The findings of this study should be viewed in the context of the following limitations: the subject selection bias inherent in imaging studies (healthier patients may be preferentially included), lack of a placebo comparison group, fixed dose of the antidepressant, limited assessment of cognitive functions, and absence of long-term follow-up. It is likely that some subjects may have remitted if they had been treated with higher doses of escitalopram, if the dose of escitalopram had been increased at week 5 to week 6 of treatment in those subjects who failed to improve, or if a longer treatment period had been offered. However, six out of nine nonremitting subjects who exited the trial had 7 to 11 weeks of escitalopram treatment, and three had 4 weeks of treatment. Moreover, there were no significant differences at baseline between remitting and nonremitting subjects in variables associated with prediction of treatment resistance. Finally, our observations may be influenced by the large number of comparisons, since voxelwise analysis increases the risk of type I error. To address this potential problem, we used a white matter mask to reduce the number of comparisons. We also applied a rather conservative threshold and cluster size requirement for additional protection over type I error.
The etiology of microanatomical abnormalities of elderly nonremitting subjects is unclear. Vascular changes preferentially damage subcortical structures. The hippocampus is particularly vulnerable to aging and aging-related changes. Reduced hippocampal volume is correlated with the lifetime duration of depression
(38) . Moreover, decline in hippocampal volume has been documented after the first episode of major depression, even in patients receiving antidepressant treatment. Finally, abnormalities in each of these structures occur early in Alzheimer’s disease. Reduced metabolism in the posterior cingulate cortex and precuneus has been reported in presymptomatic nondemented individuals who had at least a single apolipoprotein epsilon 4 allele
(39) . Similarly, decreased metabolism in the posterior cingulate cortex, hippocampus, and temporoparietal association areas was reported in patients with mild cognitive impairment who converted to dementia
(40) . Thus, one or more factors may contribute to the microanatomical abnormalities that are predisposing to resistance to antidepressants in late-life depression.

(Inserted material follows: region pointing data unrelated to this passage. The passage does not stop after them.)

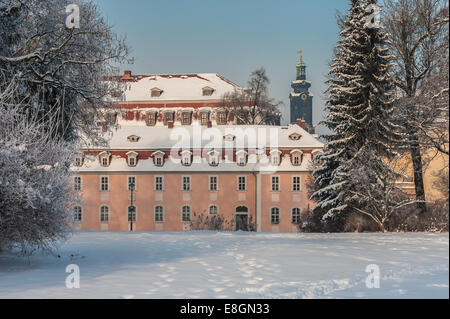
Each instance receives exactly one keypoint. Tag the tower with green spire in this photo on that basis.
(301, 98)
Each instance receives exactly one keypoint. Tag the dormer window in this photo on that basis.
(168, 117)
(151, 119)
(207, 91)
(213, 157)
(78, 160)
(221, 117)
(275, 157)
(186, 157)
(204, 118)
(296, 157)
(241, 157)
(132, 158)
(158, 158)
(133, 138)
(186, 118)
(111, 118)
(156, 92)
(295, 136)
(105, 158)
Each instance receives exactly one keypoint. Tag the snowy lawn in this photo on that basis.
(234, 265)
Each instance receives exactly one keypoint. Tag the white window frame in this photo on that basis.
(77, 186)
(107, 213)
(239, 183)
(135, 214)
(107, 183)
(183, 213)
(80, 214)
(217, 209)
(295, 183)
(211, 183)
(159, 183)
(299, 215)
(271, 215)
(155, 213)
(276, 183)
(128, 183)
(183, 183)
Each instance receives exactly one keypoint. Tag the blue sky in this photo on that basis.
(231, 38)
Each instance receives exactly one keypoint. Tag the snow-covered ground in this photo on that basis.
(234, 265)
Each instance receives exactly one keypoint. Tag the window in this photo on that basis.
(204, 117)
(155, 92)
(131, 180)
(131, 213)
(242, 183)
(77, 214)
(151, 119)
(159, 214)
(296, 186)
(104, 183)
(159, 183)
(186, 158)
(186, 183)
(296, 215)
(77, 183)
(186, 213)
(168, 117)
(207, 91)
(104, 213)
(213, 210)
(213, 183)
(221, 118)
(78, 161)
(275, 183)
(159, 160)
(186, 118)
(274, 215)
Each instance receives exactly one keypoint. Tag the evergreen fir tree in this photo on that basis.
(359, 105)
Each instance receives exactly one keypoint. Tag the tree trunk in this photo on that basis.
(416, 158)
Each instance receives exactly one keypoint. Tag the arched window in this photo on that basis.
(131, 213)
(296, 215)
(274, 215)
(241, 209)
(186, 213)
(77, 213)
(104, 213)
(213, 210)
(159, 213)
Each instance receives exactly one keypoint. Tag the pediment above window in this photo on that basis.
(295, 136)
(133, 138)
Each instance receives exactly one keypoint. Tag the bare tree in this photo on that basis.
(57, 66)
(252, 105)
(35, 194)
(417, 29)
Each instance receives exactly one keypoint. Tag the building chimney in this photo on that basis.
(127, 74)
(302, 124)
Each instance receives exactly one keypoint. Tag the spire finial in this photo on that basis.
(301, 57)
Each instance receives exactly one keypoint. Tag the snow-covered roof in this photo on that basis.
(173, 87)
(162, 137)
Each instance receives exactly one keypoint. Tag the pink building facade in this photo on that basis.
(158, 172)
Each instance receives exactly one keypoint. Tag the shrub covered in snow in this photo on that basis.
(35, 193)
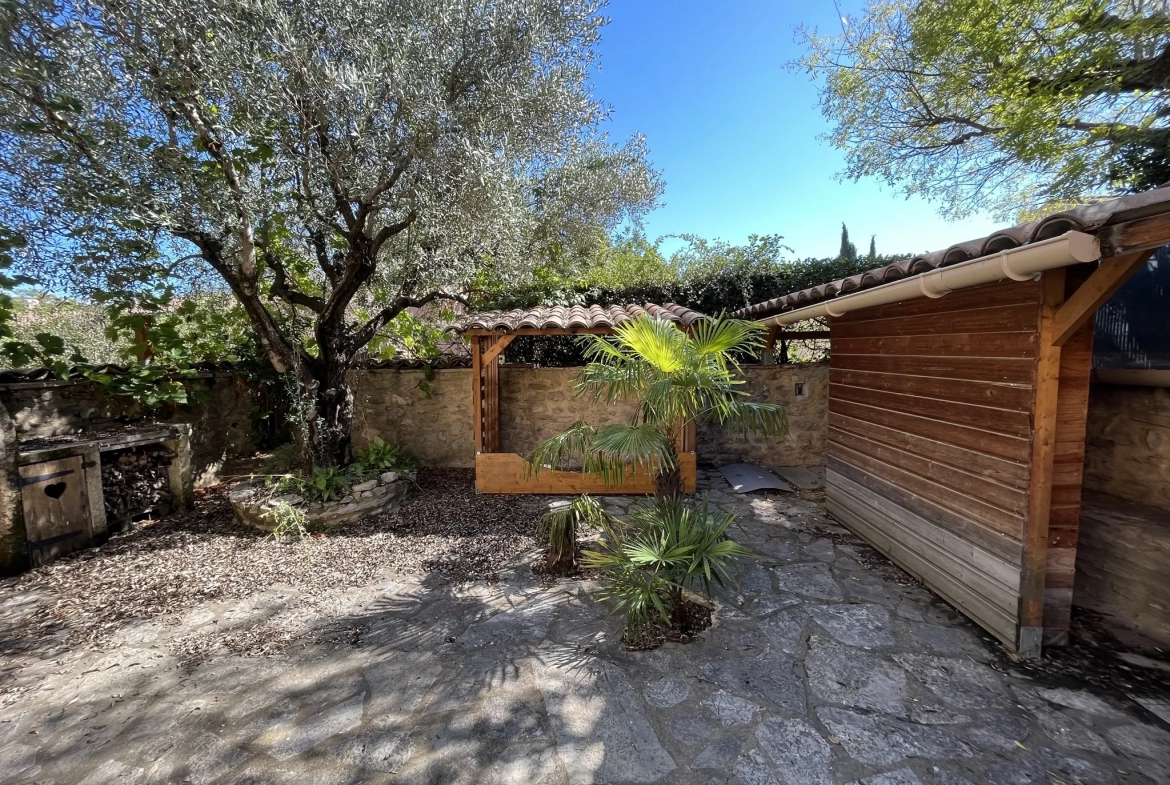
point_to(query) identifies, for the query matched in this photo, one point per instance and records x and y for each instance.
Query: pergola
(489, 334)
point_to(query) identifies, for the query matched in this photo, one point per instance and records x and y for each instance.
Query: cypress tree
(848, 250)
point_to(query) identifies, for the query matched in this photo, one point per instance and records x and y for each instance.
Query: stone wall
(434, 422)
(221, 422)
(536, 404)
(807, 413)
(1128, 447)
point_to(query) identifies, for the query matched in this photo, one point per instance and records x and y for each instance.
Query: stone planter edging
(365, 500)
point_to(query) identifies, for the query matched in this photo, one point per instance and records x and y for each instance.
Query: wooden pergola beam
(497, 348)
(1093, 294)
(542, 331)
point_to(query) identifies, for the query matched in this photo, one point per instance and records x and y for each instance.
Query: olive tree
(331, 163)
(984, 103)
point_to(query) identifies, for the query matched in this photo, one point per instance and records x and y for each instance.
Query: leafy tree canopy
(330, 163)
(1009, 105)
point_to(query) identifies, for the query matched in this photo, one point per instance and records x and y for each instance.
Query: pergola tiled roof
(1092, 219)
(576, 317)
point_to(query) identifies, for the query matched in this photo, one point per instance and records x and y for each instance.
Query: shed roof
(558, 318)
(1089, 219)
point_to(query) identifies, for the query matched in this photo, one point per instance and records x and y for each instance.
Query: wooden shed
(958, 393)
(489, 335)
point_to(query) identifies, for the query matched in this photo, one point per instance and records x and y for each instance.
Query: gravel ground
(167, 567)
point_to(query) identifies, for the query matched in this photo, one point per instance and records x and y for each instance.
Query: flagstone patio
(826, 665)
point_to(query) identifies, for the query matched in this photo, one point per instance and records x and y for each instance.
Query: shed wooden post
(770, 344)
(1044, 448)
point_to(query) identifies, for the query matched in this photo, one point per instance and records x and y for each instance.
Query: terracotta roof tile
(1089, 218)
(583, 317)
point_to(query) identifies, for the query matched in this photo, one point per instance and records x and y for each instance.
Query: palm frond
(717, 338)
(656, 342)
(555, 452)
(617, 447)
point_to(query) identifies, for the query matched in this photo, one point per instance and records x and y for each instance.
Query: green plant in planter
(559, 527)
(289, 522)
(327, 484)
(378, 456)
(324, 484)
(675, 378)
(665, 550)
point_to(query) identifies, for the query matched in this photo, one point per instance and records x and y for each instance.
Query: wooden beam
(1040, 475)
(769, 357)
(476, 394)
(1142, 234)
(551, 331)
(496, 349)
(491, 404)
(1093, 294)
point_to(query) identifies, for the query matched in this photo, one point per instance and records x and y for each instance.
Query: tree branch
(366, 332)
(391, 229)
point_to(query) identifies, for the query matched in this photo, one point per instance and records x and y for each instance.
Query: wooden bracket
(496, 349)
(1092, 295)
(769, 357)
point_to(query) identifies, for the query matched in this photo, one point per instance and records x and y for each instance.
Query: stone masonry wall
(1128, 447)
(222, 425)
(807, 420)
(435, 429)
(538, 403)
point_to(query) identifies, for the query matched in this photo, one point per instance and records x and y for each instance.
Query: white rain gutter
(1023, 263)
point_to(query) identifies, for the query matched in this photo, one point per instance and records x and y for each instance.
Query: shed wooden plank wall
(930, 440)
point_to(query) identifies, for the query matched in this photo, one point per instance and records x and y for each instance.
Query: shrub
(378, 456)
(666, 549)
(324, 484)
(558, 528)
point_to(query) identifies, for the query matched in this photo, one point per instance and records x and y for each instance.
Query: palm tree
(676, 378)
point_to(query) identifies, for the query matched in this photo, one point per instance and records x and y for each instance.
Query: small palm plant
(559, 528)
(666, 549)
(676, 378)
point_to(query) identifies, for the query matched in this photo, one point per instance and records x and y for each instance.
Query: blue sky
(735, 132)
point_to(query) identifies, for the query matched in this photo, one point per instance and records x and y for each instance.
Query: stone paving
(819, 670)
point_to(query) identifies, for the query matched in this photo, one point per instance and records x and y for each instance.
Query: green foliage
(709, 276)
(848, 250)
(558, 528)
(331, 164)
(675, 378)
(666, 548)
(324, 484)
(289, 522)
(378, 456)
(1010, 105)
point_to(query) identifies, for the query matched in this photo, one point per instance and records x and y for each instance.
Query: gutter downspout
(1024, 263)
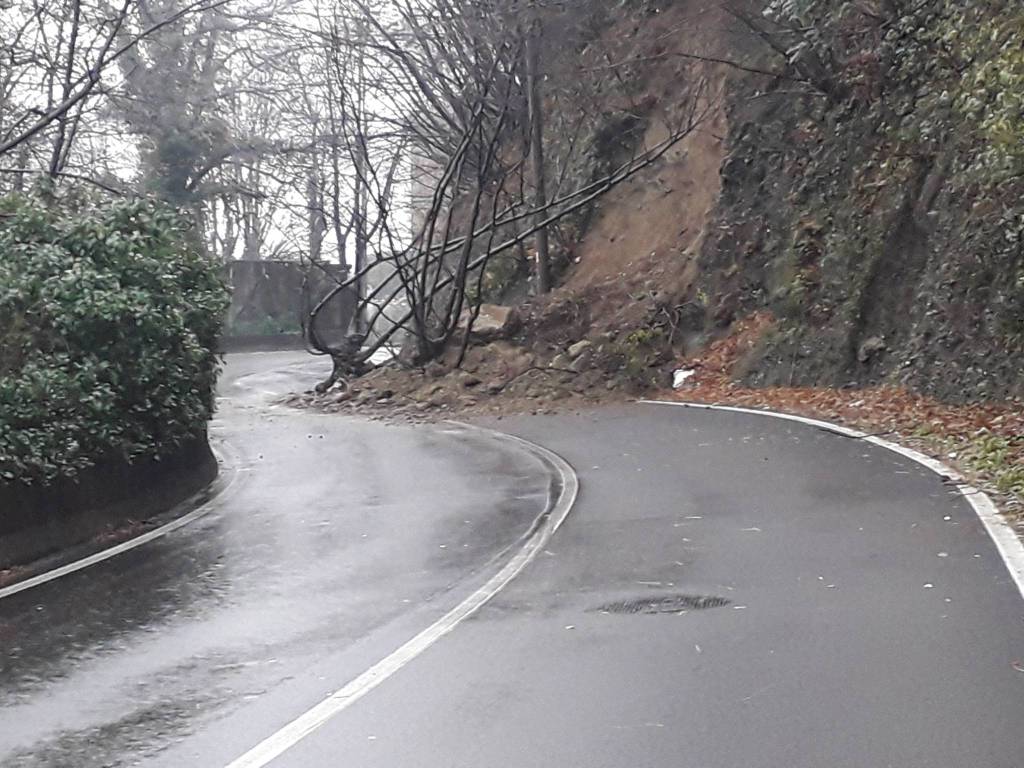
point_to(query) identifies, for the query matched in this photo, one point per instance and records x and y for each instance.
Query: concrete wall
(270, 298)
(36, 521)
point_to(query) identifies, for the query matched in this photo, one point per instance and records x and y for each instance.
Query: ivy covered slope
(873, 199)
(109, 322)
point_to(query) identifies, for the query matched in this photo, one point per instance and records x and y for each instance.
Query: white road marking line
(1007, 542)
(138, 541)
(288, 736)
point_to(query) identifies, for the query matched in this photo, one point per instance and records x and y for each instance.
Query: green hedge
(109, 322)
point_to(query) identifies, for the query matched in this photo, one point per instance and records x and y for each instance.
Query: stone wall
(270, 298)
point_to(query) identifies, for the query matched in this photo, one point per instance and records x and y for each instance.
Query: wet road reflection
(334, 527)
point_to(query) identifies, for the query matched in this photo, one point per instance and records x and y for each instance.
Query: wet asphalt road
(336, 542)
(869, 622)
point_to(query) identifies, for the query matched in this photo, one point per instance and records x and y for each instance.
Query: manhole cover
(665, 604)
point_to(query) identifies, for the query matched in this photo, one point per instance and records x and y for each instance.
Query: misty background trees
(406, 142)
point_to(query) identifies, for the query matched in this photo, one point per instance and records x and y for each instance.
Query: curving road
(730, 590)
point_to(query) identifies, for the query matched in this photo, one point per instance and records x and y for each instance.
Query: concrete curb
(999, 530)
(194, 507)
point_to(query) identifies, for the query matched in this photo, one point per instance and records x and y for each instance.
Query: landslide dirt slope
(882, 260)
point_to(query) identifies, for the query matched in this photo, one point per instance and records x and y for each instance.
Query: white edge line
(138, 541)
(295, 731)
(1001, 532)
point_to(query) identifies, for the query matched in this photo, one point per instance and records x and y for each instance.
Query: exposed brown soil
(554, 373)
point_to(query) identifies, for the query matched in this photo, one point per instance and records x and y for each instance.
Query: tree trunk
(536, 107)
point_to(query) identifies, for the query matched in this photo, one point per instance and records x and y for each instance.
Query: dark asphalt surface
(338, 540)
(869, 623)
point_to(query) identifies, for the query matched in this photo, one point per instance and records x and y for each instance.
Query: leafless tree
(438, 111)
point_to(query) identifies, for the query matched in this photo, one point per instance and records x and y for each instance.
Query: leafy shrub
(109, 321)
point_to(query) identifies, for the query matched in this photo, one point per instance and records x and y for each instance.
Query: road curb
(201, 504)
(999, 530)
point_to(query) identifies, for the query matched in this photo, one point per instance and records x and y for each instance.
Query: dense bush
(109, 321)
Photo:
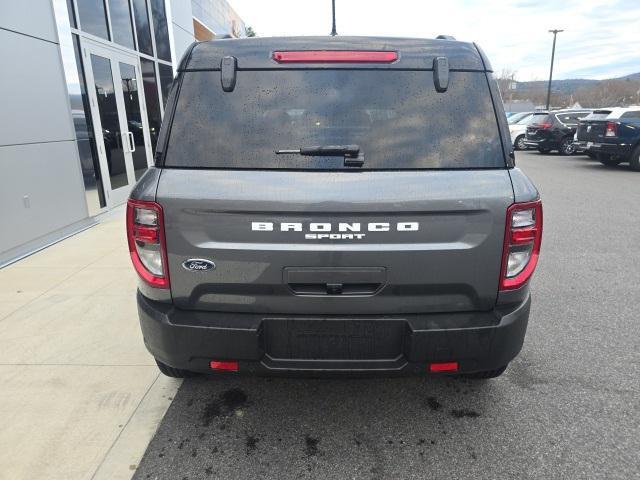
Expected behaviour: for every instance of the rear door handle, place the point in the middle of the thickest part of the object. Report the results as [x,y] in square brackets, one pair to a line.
[132,143]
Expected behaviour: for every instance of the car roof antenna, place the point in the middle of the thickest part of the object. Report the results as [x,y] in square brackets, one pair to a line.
[333,15]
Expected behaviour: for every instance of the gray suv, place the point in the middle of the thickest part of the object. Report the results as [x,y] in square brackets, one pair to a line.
[334,206]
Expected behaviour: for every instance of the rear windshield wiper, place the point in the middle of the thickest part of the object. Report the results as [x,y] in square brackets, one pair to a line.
[351,153]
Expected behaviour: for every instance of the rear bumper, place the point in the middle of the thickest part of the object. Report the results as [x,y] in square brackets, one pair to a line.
[541,144]
[276,344]
[618,150]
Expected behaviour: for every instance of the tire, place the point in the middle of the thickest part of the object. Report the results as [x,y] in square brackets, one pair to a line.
[174,372]
[566,147]
[608,160]
[634,159]
[486,374]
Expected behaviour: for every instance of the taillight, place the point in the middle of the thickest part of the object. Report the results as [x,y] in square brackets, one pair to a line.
[522,241]
[611,130]
[334,56]
[147,246]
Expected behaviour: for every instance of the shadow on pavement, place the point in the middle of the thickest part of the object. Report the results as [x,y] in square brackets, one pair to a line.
[241,427]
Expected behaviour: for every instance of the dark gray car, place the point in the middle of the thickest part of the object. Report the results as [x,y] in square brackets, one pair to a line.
[334,205]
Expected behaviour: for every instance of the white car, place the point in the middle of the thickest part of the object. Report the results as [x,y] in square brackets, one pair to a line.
[518,130]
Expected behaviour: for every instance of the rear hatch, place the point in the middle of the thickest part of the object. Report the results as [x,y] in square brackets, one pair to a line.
[417,227]
[592,127]
[540,128]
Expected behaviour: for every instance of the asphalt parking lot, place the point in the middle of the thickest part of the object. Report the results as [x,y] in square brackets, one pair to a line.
[567,407]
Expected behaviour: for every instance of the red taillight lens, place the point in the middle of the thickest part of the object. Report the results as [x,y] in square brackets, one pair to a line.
[334,56]
[227,366]
[522,241]
[147,246]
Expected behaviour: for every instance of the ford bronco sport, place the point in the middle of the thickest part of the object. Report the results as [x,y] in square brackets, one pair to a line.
[334,205]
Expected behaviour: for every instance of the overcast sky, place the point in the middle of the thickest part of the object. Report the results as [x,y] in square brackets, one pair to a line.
[601,37]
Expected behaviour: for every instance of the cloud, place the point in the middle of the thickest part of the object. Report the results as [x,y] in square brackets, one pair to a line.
[600,40]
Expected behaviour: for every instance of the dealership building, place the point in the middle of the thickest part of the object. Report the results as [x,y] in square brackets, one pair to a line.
[83,94]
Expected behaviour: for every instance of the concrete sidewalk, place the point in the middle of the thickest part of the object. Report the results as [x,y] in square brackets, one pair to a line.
[81,397]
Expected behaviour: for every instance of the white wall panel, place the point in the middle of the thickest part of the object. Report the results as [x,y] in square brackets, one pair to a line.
[41,190]
[32,17]
[35,105]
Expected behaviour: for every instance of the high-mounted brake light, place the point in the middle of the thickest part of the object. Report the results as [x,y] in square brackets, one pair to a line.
[334,56]
[610,130]
[522,240]
[147,246]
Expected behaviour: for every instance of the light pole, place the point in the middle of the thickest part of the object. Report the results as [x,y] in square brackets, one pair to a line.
[553,53]
[333,14]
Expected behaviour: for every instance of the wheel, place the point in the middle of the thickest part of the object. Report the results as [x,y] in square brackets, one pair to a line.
[634,160]
[174,372]
[484,374]
[608,160]
[566,146]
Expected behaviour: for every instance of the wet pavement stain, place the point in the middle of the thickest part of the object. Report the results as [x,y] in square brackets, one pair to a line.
[464,412]
[311,445]
[251,443]
[227,403]
[434,404]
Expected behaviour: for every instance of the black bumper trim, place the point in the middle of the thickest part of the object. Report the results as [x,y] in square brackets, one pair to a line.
[189,340]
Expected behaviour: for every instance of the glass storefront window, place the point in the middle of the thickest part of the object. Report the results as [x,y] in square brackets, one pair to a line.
[160,30]
[166,79]
[143,30]
[81,113]
[70,11]
[108,110]
[93,18]
[150,85]
[134,117]
[121,28]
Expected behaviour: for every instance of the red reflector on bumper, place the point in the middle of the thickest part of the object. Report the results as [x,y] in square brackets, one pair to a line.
[231,366]
[443,367]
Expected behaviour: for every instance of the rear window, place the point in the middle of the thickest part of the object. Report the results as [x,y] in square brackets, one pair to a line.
[571,119]
[396,118]
[598,115]
[634,114]
[534,118]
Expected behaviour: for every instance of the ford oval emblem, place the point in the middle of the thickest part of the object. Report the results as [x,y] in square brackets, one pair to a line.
[198,265]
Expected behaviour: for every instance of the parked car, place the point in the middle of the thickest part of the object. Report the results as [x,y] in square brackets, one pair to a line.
[516,117]
[305,215]
[518,130]
[611,135]
[555,131]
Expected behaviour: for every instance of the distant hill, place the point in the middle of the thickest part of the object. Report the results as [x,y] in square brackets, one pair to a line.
[568,86]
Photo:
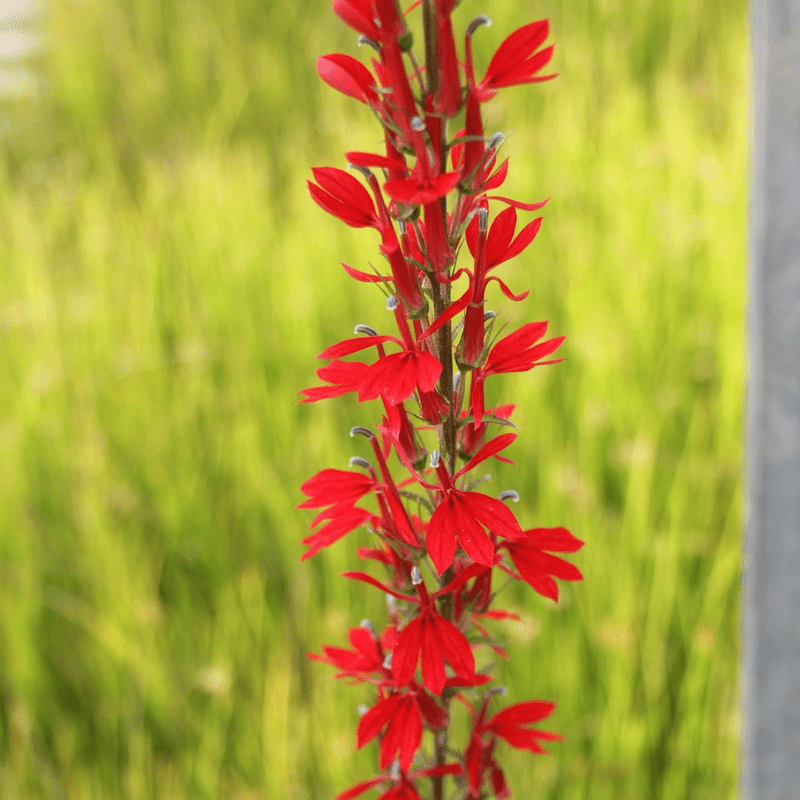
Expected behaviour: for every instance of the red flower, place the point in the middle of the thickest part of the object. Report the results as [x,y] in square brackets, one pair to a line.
[341,195]
[344,375]
[537,567]
[508,724]
[429,639]
[336,487]
[363,662]
[403,715]
[517,352]
[402,787]
[349,76]
[518,60]
[464,515]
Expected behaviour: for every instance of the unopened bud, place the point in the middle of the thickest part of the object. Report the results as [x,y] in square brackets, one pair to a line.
[477,22]
[369,42]
[495,142]
[365,171]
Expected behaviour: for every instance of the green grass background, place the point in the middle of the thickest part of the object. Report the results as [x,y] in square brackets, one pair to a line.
[166,285]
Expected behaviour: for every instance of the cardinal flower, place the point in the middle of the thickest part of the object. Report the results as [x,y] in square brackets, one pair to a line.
[428,640]
[402,714]
[509,725]
[517,352]
[536,566]
[464,515]
[364,662]
[402,784]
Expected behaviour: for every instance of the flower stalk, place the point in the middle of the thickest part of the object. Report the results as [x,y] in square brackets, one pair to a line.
[437,539]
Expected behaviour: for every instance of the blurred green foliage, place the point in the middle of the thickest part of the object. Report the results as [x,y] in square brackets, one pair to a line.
[166,286]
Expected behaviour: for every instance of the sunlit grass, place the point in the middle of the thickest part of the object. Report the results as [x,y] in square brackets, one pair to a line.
[166,286]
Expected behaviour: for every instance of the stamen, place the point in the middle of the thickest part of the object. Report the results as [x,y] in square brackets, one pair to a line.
[477,22]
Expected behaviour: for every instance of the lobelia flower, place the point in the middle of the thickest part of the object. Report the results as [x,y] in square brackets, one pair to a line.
[424,213]
[508,724]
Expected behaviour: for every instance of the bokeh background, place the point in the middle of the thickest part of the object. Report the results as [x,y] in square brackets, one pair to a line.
[166,284]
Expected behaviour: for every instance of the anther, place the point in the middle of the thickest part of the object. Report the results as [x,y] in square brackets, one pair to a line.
[367,173]
[495,141]
[477,22]
[369,42]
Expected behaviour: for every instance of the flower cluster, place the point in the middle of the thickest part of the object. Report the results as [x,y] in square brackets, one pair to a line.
[439,541]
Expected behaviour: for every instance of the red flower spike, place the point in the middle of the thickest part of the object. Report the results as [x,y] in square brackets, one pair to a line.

This study suggests that white matter abnormalities in cortico-striato-limbic networks confer vulnerability increasing the likelihood of chronicity of geriatric depression. Viewing these abnormalities as predisposing rather than causing chronicity of depression may explain the effect of other clinical (e.g., history of multiple episodes) and nonclinical factors (e.g., chronic adversity) on the course of geriatric depression. These observations can be used as the basis for brain function studies aiming to identify impairment in specific fronto-striato-limbic functions that interfere with the response of geriatric depression to antidepressants.